The summit falls ahead of the fifth anniversary of a speech by Xi, where he unveiled his vision for a global infrastructure “Belt and Road” plan to foster trade, which has spurred an increase in lending for construction projects to developing countries all around the world.
But this week’s Forum on China-Africa Cooperation also comes amid growing concerns over the costs of being part of the Belt and Road grand plan, with Malaysia’s newly elected prime minister, for example, pushing back vocally against Chinese-funded projects it called too costly. Sri Lanka, for example, is left heavily in debt (paywall) because of its inability to repay Chinese loans for a port project, and in December gave China a 99-year lease and a 70% stake in the port in return.
Commentators in some African countries and think tanks have expressed worries about more countries ending up like Sri Lanka, and forced to cede control of key assets.
In an editorial in Kenya’s Daily Nation earlier this year, columnist Jaindi Kisero wrote: ”The Chinese will readily offer you infrastructure loans but you will only start feeling the pinch when the time for servicing the debt comes calling — and you realize that your economy is not raising enough dollars to repay it.

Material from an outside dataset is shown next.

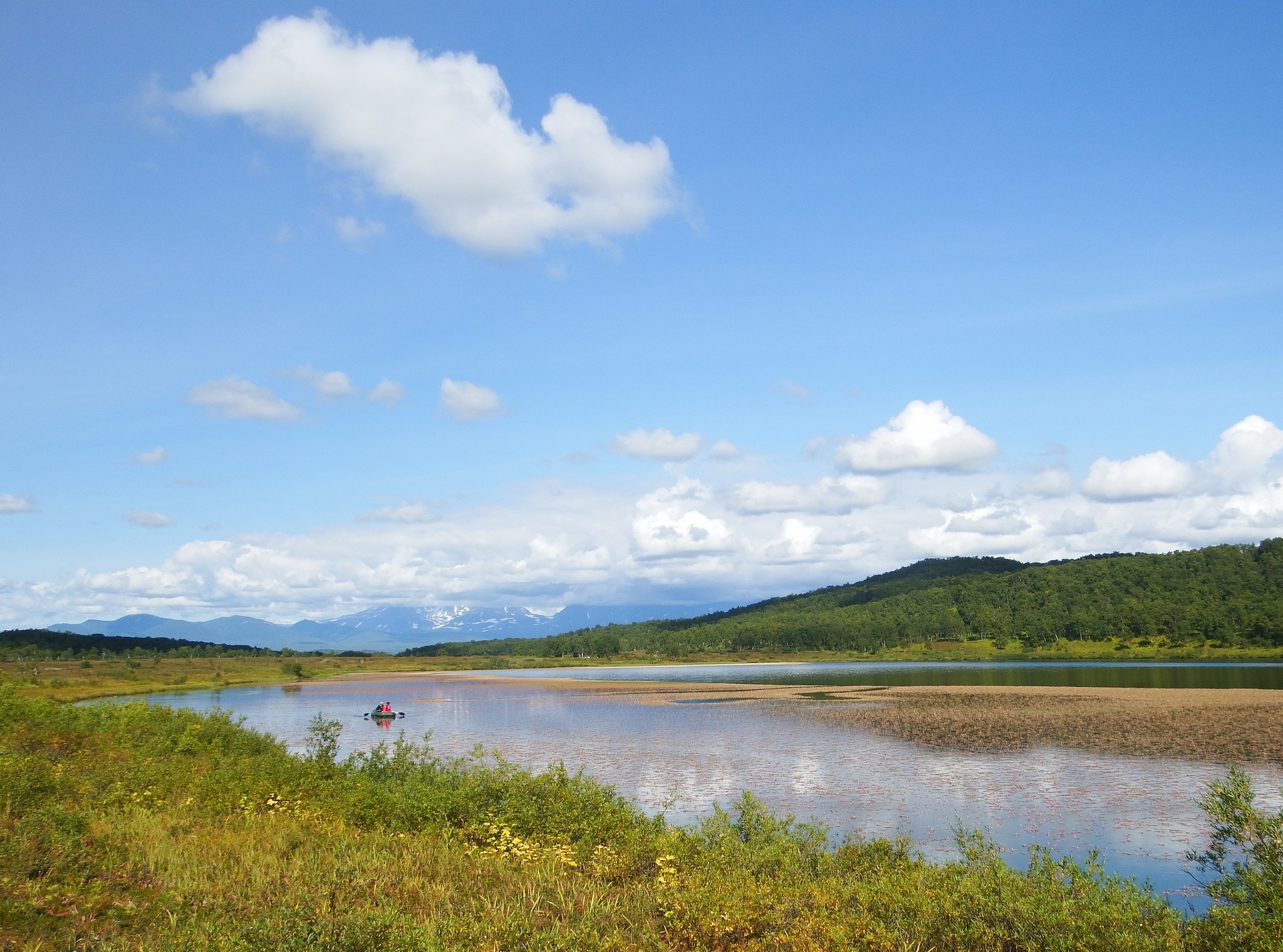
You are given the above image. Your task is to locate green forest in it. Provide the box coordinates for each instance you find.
[407,539,1283,658]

If you are in doubt that we are gradually sinking into the Chinese debt trap, just grab a copy of the budget documents.” China is now Kenya’s largest bilateral creditor, accounting for 72% of foreign loans to the African nation.

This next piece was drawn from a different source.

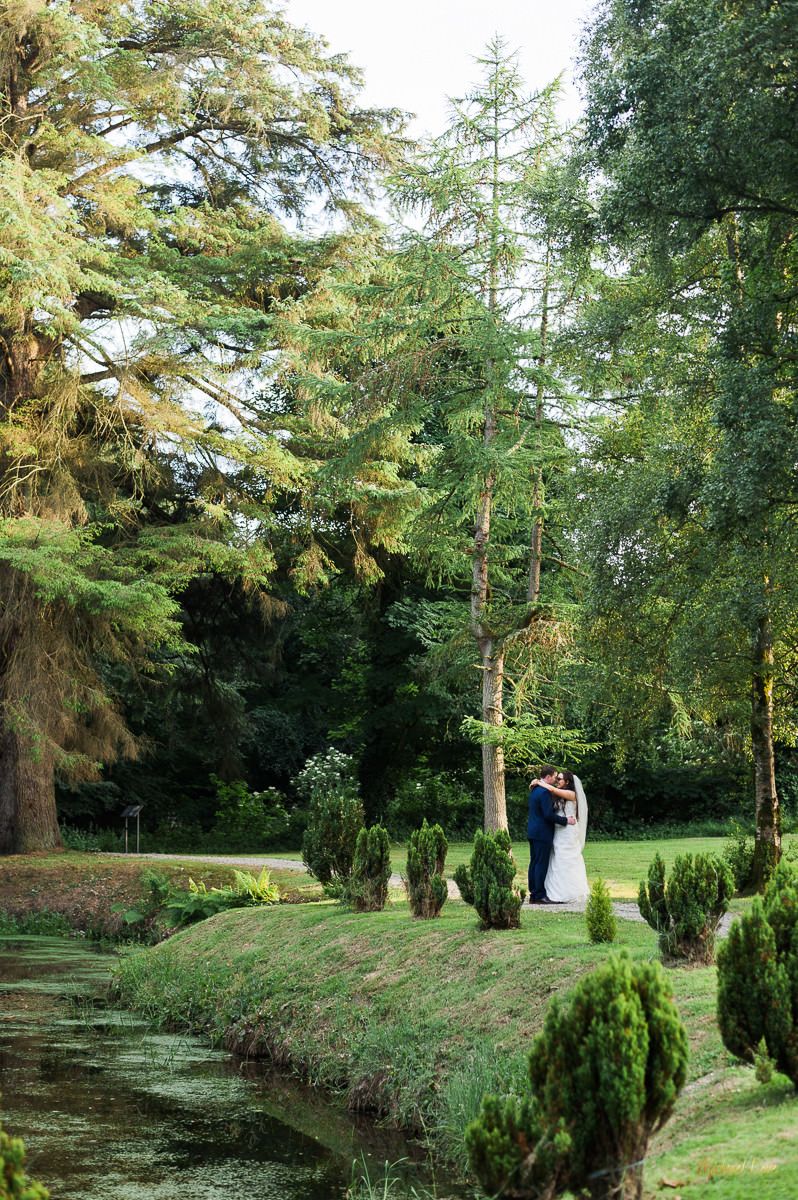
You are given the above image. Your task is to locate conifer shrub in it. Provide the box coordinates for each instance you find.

Meanwhile, South Africa’s deeply indebted Eskom power utility, which provides nearly all the country’s energy, signed a $2.5 billion loan from China in July, while the country’s president Cyril Ramaphosa is also looking to China to help with a stimulus package.
According to the Washington-based think-tank Heritage Foundation, many countries in the continent have taken on substantial new external debt in the last five years, leading debt levels to cross 50% of GDP, a threshold that some economists believe developing economies should remain below. Citing World Bank research, the think tank said a dozen sub-Saharan countries are experiencing debt distress or at high risk of it, up from seven in 2013. It also noted that China has made considerable new loans over that time period.
A report from the Center for Global Development (pdf), also based in Washington, pinpointed eight countries globally as being in danger of debt distress from Chinese financing, including Djibouti, where China has its only overseas military base and has financed an amount equivalent to 75% of the country’s GDP. John Hopkins University’s China-Africa Research Initiative (pdf) found Chinese loans to be a significant contributor to debt distress in three countries: the Republic of Congo, Zambia, and Djibouti.
China’s foreign ministry has criticized the idea that Beijing is doing anything different than other developed nations that lend.
“None of the African countries has once complained about being trapped in debt crisis because of their cooperation with China. On the contrary, many leaders of African countries have appraised China’s investment and financing cooperation with them and are looking forward to greater cooperation with China in this respect,” said foreign ministry spokeswoman Hua Chunying last week, noting that from 2000 to 2016, Chinese loans accounted for 1.8% of Africa’s foreign debt. “Why the money is sweet ‘money pie’ when it is offered by the Western countries but a dark ‘money trap’ when offered by China?”